Conviria, além disso, ver se os escritores franceses, com maior notoriedade entre nós, por sua vez não foram influenciados pelos ingleses, como é o caso de Daudet, considerado pela crítica um imitador de Dickens.

Caracteriza-se a literatura inglesa pela constante evolucionista das respostas que os seus escritores dão aos três únicos problemas filosóficos, indicados por Bergson na «Energia Espiritual»: «Donde vimos, quem somos, para onde vamos?». Muita gente prefere ler contos, novelas e romances a estudar livros de filosofia, talvez porque assim encontra melhor resposta, ou, pelo menos, mais adequada aos enigmas obsessivos. Quando o filósofo interpõe entre a nossa consciência e a nossa inconsciência problemas fictícios ou que parecem longe da temática existencial, como, por exemplo, o problema do ser e do não ser, compreende-se que a consciência proteste em nome da inconsciência, isto é, da ignorância, e busque refúgio na inacção mental e na fantasia aparentemente sem responsabilidade. Mas, ao procurarem passar o tempo, em devaneio, na leitura de romances, homens e mulheres regressam, por esse caminho, à preocupação dos temas e dos problemas a que só a filosofia poderá dar adequada resposta.

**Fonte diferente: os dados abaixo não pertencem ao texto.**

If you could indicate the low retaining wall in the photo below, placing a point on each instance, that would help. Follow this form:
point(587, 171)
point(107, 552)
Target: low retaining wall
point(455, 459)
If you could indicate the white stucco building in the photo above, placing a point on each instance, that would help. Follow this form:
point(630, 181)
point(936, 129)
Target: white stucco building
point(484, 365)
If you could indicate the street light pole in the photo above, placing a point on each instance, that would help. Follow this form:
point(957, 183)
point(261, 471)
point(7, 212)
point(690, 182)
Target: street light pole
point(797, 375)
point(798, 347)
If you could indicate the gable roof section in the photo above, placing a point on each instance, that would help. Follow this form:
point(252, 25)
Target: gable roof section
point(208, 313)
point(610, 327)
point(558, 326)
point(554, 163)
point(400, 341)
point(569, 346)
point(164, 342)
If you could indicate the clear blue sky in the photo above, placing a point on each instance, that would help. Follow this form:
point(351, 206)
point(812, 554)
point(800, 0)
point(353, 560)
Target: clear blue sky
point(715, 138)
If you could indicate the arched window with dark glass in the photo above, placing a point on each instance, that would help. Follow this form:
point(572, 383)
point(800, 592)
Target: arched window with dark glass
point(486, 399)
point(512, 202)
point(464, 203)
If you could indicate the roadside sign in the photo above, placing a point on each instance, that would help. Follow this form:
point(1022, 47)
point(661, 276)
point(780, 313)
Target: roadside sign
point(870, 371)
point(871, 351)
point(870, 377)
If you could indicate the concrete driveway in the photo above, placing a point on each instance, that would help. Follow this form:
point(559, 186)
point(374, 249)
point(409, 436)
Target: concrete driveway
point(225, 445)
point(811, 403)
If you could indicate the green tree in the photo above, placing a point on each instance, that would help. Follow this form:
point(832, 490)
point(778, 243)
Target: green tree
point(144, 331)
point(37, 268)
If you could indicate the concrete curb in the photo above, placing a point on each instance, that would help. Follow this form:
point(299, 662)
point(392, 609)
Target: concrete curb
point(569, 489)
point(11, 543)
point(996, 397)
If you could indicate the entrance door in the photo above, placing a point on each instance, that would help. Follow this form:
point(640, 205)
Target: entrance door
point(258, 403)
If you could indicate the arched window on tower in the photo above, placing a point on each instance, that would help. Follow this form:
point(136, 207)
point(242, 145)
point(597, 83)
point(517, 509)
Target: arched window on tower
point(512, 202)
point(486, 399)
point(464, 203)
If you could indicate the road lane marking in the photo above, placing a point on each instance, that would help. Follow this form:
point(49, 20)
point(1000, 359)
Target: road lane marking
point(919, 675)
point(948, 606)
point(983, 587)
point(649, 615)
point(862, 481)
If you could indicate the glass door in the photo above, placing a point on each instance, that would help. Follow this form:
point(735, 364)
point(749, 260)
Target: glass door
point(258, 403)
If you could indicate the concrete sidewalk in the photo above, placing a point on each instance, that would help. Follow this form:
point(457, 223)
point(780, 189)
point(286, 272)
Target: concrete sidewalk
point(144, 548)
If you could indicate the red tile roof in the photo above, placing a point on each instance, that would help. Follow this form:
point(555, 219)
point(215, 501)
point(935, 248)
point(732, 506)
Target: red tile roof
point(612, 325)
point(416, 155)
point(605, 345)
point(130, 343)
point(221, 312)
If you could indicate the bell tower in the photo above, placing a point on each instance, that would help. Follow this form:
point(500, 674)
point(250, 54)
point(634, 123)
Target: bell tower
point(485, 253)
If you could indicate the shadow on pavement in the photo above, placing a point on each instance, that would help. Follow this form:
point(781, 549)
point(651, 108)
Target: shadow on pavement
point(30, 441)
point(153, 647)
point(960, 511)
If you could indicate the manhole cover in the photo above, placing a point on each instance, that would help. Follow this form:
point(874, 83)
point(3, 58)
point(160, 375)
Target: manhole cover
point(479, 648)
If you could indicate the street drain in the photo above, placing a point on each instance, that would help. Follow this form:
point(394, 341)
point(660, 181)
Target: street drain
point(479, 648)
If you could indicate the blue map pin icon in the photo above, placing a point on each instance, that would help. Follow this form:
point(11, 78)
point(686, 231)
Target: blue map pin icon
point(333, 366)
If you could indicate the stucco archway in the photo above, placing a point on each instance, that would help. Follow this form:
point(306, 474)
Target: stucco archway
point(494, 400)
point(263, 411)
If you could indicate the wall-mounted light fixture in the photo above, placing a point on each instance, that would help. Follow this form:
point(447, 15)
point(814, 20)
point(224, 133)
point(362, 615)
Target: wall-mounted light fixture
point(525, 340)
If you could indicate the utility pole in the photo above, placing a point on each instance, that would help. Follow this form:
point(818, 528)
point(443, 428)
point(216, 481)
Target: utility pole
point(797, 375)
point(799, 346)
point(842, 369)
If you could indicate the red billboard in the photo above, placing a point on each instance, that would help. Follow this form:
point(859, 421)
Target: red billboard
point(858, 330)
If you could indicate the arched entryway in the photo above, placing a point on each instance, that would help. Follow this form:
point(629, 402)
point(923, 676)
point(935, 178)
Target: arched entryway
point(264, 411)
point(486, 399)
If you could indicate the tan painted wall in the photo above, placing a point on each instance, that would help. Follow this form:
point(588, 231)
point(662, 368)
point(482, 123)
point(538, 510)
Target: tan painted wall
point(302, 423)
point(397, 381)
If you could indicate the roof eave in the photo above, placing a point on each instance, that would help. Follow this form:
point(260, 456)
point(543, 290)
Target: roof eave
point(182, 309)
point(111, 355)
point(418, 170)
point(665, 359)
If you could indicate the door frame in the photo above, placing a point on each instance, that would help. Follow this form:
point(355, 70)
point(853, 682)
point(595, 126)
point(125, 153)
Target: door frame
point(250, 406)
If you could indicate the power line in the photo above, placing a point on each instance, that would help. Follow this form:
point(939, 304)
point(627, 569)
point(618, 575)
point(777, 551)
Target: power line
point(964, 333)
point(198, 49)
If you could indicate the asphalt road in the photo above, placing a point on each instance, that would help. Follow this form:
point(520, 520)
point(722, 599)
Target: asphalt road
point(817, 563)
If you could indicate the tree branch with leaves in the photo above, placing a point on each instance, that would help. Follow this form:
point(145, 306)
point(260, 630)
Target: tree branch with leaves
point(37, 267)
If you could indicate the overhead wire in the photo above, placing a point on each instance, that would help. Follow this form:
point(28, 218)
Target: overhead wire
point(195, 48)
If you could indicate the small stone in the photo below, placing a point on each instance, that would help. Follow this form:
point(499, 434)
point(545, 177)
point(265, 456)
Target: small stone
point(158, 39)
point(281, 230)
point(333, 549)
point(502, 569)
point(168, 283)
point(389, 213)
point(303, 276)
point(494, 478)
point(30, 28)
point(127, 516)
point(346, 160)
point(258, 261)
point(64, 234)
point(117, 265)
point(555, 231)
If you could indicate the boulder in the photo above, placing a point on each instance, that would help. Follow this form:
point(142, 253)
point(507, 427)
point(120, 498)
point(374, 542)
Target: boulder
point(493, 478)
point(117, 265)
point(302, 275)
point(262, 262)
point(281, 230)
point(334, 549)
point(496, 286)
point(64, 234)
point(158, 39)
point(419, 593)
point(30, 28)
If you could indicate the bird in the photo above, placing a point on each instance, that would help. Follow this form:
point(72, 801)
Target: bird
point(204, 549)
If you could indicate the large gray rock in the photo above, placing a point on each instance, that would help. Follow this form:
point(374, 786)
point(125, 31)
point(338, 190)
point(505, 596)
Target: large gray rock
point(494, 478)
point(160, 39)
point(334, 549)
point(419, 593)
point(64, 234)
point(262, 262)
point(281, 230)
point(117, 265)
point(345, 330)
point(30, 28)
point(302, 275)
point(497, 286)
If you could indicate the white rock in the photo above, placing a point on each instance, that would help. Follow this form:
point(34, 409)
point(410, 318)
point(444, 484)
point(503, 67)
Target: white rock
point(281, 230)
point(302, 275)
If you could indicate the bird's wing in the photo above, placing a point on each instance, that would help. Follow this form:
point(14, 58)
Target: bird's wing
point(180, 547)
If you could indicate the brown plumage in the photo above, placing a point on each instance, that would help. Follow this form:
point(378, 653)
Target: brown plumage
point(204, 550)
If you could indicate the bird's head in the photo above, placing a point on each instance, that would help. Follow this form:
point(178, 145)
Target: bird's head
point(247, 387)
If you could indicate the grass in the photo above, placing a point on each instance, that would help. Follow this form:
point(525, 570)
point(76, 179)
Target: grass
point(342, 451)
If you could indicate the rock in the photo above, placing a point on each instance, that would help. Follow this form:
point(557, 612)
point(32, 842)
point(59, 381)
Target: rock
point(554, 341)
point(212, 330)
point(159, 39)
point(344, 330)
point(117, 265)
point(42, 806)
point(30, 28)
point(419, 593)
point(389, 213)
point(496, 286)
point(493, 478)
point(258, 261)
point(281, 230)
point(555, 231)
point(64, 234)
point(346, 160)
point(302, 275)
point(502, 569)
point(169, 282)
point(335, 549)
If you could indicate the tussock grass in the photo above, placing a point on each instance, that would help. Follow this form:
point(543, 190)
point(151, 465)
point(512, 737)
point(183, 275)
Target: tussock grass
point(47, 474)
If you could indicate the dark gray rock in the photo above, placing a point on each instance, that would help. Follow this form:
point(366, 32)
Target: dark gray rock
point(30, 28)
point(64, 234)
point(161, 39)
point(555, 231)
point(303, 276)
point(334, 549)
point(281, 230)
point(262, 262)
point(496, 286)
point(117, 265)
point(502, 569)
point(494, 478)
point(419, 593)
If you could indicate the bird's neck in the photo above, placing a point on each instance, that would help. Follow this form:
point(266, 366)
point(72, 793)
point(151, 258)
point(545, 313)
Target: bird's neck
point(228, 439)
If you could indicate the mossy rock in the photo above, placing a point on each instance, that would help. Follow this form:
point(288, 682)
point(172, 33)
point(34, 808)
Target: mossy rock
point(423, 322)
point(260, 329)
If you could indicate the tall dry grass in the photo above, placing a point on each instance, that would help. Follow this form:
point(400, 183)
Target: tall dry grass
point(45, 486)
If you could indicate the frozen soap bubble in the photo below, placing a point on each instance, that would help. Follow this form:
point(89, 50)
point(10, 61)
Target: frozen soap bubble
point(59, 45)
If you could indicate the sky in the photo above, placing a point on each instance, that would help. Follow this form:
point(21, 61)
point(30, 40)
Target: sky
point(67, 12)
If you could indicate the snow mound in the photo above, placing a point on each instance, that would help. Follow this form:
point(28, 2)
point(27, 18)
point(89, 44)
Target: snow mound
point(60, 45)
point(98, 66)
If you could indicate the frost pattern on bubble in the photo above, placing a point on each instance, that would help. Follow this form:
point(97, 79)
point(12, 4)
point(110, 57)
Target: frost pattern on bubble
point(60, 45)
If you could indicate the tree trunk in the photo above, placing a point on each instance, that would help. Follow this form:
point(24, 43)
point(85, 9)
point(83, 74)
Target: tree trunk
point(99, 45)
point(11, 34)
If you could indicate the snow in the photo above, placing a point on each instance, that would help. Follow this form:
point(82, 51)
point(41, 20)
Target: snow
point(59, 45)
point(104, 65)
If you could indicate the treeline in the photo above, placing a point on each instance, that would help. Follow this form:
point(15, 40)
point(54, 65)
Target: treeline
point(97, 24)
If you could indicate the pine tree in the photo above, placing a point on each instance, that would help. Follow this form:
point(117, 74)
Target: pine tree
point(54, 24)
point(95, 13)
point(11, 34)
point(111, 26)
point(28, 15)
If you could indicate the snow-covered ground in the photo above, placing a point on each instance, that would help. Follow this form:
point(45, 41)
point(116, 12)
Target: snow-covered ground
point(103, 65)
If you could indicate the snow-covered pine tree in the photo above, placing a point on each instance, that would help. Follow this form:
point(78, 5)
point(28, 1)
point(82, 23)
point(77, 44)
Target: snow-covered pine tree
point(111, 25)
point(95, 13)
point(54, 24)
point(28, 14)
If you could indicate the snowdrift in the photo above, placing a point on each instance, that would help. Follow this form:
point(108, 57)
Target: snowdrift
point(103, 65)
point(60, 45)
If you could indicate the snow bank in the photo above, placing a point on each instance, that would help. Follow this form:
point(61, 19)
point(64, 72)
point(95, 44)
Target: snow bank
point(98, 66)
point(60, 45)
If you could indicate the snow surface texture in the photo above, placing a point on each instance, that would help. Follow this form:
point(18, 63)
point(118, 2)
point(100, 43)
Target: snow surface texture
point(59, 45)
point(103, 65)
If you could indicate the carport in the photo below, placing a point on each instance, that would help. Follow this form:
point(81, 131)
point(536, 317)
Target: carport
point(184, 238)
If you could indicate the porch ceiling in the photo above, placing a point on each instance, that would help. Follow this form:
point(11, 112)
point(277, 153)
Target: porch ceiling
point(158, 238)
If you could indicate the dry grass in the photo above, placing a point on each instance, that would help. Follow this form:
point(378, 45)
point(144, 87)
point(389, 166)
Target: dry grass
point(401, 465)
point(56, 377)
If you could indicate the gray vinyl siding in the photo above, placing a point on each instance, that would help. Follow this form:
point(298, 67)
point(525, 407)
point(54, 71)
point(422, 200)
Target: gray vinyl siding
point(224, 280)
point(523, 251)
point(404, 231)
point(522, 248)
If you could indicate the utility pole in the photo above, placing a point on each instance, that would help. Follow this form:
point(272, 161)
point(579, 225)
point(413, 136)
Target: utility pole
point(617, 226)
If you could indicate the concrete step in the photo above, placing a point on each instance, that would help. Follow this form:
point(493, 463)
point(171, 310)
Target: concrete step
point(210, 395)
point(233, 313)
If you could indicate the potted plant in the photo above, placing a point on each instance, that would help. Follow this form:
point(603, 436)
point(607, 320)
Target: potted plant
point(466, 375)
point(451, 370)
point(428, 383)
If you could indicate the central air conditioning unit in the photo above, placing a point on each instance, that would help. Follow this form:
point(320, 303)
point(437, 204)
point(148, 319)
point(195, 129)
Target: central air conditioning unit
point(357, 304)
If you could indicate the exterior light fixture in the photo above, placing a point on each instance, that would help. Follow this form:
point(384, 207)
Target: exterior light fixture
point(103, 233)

Toda a novelística inglesa descreve os homens vivendo em razão das suas obscuras origens. A influência de Darwin tem de ser considerada, porém, ao mesmo tempo, com as influências de Carlyle, Ruskin, Stuart Mill, Herbert Spencer e Matthew Arnold. A tese darwinista da origem animal do homem, aproveitada depois pelos positivistas para negar a nossa progénie heroica, é contrapolar da tese defendida por Carlyle. Os novelistas, atentos, por determinação artística, aos vários processos de enovelamento da intriga, afirmam todos a agência do elemento heróico, como motor da evolução.

Ocorrem-nos os nomes de três romancistas bem representativos do evolucionismo inglês: George du Maurier, D. H. Lawrence e Somerset Maugham.

São três escritores completamente individualizados, no modo de conduzir a narrativa, no tipo de imaginação, na escolha dos temas e caracteres, na forma de articulação do diálogo, da descrição e dos comentários. Todavia, os três convergem pela introdução do elemento heróico na fabulação da intriga. Para George du Maurier, o divino revela-se pela queda no sonho, e todo o enigma humano se desdobra aos olhos de quem pratique sabiamente a arte de sonhar. Este escritor continua em Inglaterra a tradição dantesca que Gérard de Nerval estudou, em França, no seu romance «As Salamandras». – D. H. Lawrence considera, pelo contrário, a reclusão do espírito na autognose adversa do impulso vital, que para ele reside na atracção dos sexos. Imagina, porém, o elemento heróico pela figuração de «os anjos que reduziram as filhas dos homens». – Somerset Maugham é, aparentemente, o mais superficial dos três. O êxito dos seus livros, lidos em todo o Mundo, é, em parte, explicável pela simplicidade do estilo, pela sua admirável arte de contar uma história, pelo interesse que transmite às existências de toda a gente. Em livros como «O Agente Britânico» e «Servidão Humana», sem dificuldade se vê que, para Somerset Maugham, o heróico se revela e realiza pela progressiva consciência do mal.

É oportuno notar, a propósito destes três escritores, como sempre nos romances se incluem teses que podem estar mais ou menos explícitas. O romancista apresenta ao leitor, em imagens adaptadas à sua vivência pessoal, concepções que, expressas na linguagem dos filósofos, seriam apenas atendidas por uma minoria intelectual. É extraordinária e incalculável a influência do romancista na vida dos homens. Ele move, molda e transforma os caracteres, menos pela crítica e pelo riso (como no caso de Eça de Queirós), os quais apenas promovem a dissolução dos caracteres na homogeneidade social, do que propondo modelos imitáveis e admiráveis até aos arquétipos, pelo desenvolvimento, através da vida das personagens, das virtualidades existentes na alma do leitor em estado seminal.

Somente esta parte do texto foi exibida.